Some of these stories start this part of the interview with "I was basically a fish", others came into the industry by serendipity. For Daniel, his story is as unique as all of the ones I have shared in the past. He was born and raised in Apure. A state which is very far from the sea. However, for every holiday and summer vacation, his family would get in a car and travel to the nearest coastal town. Only 13 hours away.
"I remember this ad on TV that said 'everybody wants to be a Marine Biologist'. And that was my case. I also met a Marine Biologist, growing up. He was doing some studies on crabs. So I kind of felt like what I wanted to do had to be marine-related". Being from Apure, deep inside Venezuelan plains. He had to apply for a university that was on an island. Far from home.
"My family was very supportive of my dream. They let me go to Margarita, so I could study at Universidad de Oriente. Even though I was studying Marine Biology, I had made a lot of friends. All of them were in the Bachelor for Aquaculture. So, for all my extracurriculars and electives I would take them from Aquaculture. Which was the same building, just a different degree. I ended up as a Marine Biology grad with strong ties to Aquaculture".
At the beginning of his career, Daniel Arana had the opportunity to join the Interamerican Tropical Tuna Commission. A commission that takes care of the preservation of aquatic mammals. In the case of his operations, big marine animals such as sharks, whales and dolphins, and any other animal that could be at risk from Tuna fishing practices. "My job was to gather and keep statistics of tuna fishing vessels fishing in the eastern Pacific Ocean. Life at sea was not easy. I would spend 3 months onboard and two weeks at home".
"I have always been interested in caring for the environment. Any environment. And of course, as a Marine Biologist, it is one of my passions. Aquaculture makes sense to me environmentally, it is more sustainable than fishing. However, when we talk about bycatch and incidental catch, which was what I was tracking in that first job. The annual quota -this was 23 years ago- for the ships I was on board, was 20 incidental catches. Nevertheless, in most cases, they wouldn't even reach 5 or 6 per year. Fishing practices were very strict back then. They knew if they overexploited, they would run out of product. And nobody wants that".

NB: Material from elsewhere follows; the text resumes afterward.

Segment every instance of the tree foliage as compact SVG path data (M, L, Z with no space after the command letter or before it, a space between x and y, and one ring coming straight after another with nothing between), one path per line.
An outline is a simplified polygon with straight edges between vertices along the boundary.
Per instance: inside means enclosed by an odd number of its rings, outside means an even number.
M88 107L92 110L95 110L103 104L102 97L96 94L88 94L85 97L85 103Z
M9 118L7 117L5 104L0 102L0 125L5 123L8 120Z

So, Daniel's first job was more related to his Marine Biology degree than Aquaculture. But after two years of working non-stop onboard tuna fishing vessels, he had the opportunity to join the aquaculture industry. "My first job was very demanding, socially especially. I was then offered the opportunity to join a company in Falcon state. They were one of the biggest Shrimp farms in the country at the moment. I was Production Manager Assistant and then became Production manager. It was the golden hour of Venezuelan shrimp".
Aquaculture made sense to Daniel Arana. He says as a Marine Biologist he just can not unlink himself from the environmental needs. But also, as a human, he can't unlink from the need for protein consumption, hence protein production. "We have a growing population and we need to put at practice a lot of knowledge and science to have sustainable production. To me Aquaculture, of course, is more than producing fish for consumption, there is a lot more behind that. Aquaculture is more than what Aquaculturists do. The industry has so many disciplines, needs, and uses. That it has become essential for human development".

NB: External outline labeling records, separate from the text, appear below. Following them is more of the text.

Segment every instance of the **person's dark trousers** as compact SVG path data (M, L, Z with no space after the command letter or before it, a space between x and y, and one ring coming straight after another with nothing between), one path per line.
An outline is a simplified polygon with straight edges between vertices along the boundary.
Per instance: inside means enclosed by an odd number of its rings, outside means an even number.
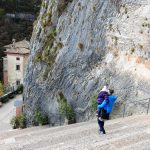
M99 119L98 120L98 125L100 127L100 132L102 132L103 134L105 134L105 129L104 129L104 121L100 121Z

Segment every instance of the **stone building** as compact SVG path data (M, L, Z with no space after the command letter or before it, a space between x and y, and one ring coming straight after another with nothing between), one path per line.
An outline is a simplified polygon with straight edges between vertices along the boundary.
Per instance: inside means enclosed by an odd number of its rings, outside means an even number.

"The industry has faced and faces many challenges. But the biggest challenge I have faced personally is educating the world about this. You can go to any seafood restaurant, and 80% of the time people won't know that the fish they are eating comes from aquaculture. People don't know a lot about aquaculture. And the lack of knowledge is the seed for taboos. People think the industry is full of antibiotics and whatnot. But are unaware of all the permits and certifications a company needs to produce something".
"Unity from the industry is necessary, but it is so difficult. The needs and problems salmon production faces are not the same as Shrimp or Tilapia. Not one product is the same. Producing all the different 500 species is not the same as just producing poultry. Their needs, feeds, strategies, benefits, challenges, times, everything is different across species. That is what makes this unity more difficult. Not because they are not interested in being united, but because they are all standing from different points in the industry. But everyone has the same objective. Which is producing an aquatic animal with the highest results and performance without affecting the environment".
So, Daniel, if you HAD to go to another industry and could only take ONE thing from the Aquaculture Industry, what would you take?
"This is a difficult question because I don't see myself working in something that is not somehow related to aquaculture. But something useful in any place is the ability to deal with people. Having worked in many countries with such different cultures and clients, you always have to find new ways to approach them".